Will force it to have two levels. I don't have any code for dealing with a single level. I can add that. But I don't know what it should say really. I guess just having it get the label right would be enough.

This bug is still present. I create a fair number of descriptive tables and just want it to say 0% with the correct label. It still pulls in the opposite value (0 = 100% when it should match other reported two-level variables and give % of the second level, aka 1=0%).

I worked around the labels for categorical by performing all logic/data grunging up front and then re-leveling the variables to get the correct labels.

spgarbet commented 5 years ago

I'll look into it again.

spgarbet commented 5 years ago
library(tangram)

test <- data.frame(
  v = factor(rep('v', 100), levels=c('u','v')),
  x = rnorm(100),
)

tangram(v ~ x, test)

Produces

===================================
    N     u             v          
        (N=0)        (N=100)       
-----------------------------------
x  100         -0.685 *0.087* 0.699
===================================
N is the number of non-missing value. ^1 Kruskal-Wallis. ^2 Pearson. ^3 Wilcoxon.

and

tangram(v ~ x, test, collapse_single=TRUE)

produces

================================
        N            x          
                  (N=100)       
--------------------------------
v : v  100  -0.685 *0.087* 0.699
================================
N is the number of non-missing value. ^1 Kruskal-Wallis. ^2 Pearson. ^3 Wilcoxon.

What is it that you expect? Or what is the comparison being done?

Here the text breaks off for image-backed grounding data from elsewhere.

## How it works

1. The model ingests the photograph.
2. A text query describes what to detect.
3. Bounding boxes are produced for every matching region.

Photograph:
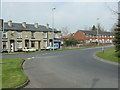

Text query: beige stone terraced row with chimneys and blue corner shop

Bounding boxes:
[2,21,61,52]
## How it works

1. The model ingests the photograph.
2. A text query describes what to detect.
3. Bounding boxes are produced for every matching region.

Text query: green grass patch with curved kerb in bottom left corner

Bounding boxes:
[2,59,27,88]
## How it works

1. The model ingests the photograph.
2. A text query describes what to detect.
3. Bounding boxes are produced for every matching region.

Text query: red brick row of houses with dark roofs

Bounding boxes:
[61,30,114,44]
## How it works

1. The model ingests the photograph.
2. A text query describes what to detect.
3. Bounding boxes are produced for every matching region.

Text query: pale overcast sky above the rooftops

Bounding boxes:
[2,2,117,32]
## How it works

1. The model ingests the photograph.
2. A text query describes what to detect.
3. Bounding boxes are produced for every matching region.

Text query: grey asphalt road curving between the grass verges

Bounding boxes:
[3,46,119,88]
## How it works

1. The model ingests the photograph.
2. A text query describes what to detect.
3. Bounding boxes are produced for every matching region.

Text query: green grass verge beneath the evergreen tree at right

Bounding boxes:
[96,48,118,63]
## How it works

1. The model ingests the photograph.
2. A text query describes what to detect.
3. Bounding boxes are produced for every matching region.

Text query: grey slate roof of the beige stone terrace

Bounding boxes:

kylerove commented 4 years ago

Sorry for the long delay. It is just a comparison of the incidence of a particular binary variable:

==================================================================================================
                                                   1                               3              
                                              26 patients                     13 patients         
--------------------------------------------------------------------------------------------------
Dexmedetomidine : 1                              2 (8%)                        11 (85%)
Received opioids in PACU : 1                    14 (54%)                        2 (15%)           
   0                                           26 (100%)                       13 (100%)  
==================================================================================================

For whatever reason when the variable is all 1 or all 0, it prints the level (0 or 1) instead of label : level

In the example above, I would expect the row to appear like this:

==================================================================================================
                                                   1                               3              
                                              26 patients                     13 patients         
--------------------------------------------------------------------------------------------------
Dexmedetomidine : 1                              2 (8%)                        11 (85%)
Received opioids in PACU : 1                    14 (54%)                        2 (15%)           
Received ketamine : 1                            0 (0%)                         0 (0%)  
==================================================================================================
kylerove commented 4 years ago

I think you can close this. It is functioning as intended. That variable did not have two specified levels. Once I corrected that, it shows fine.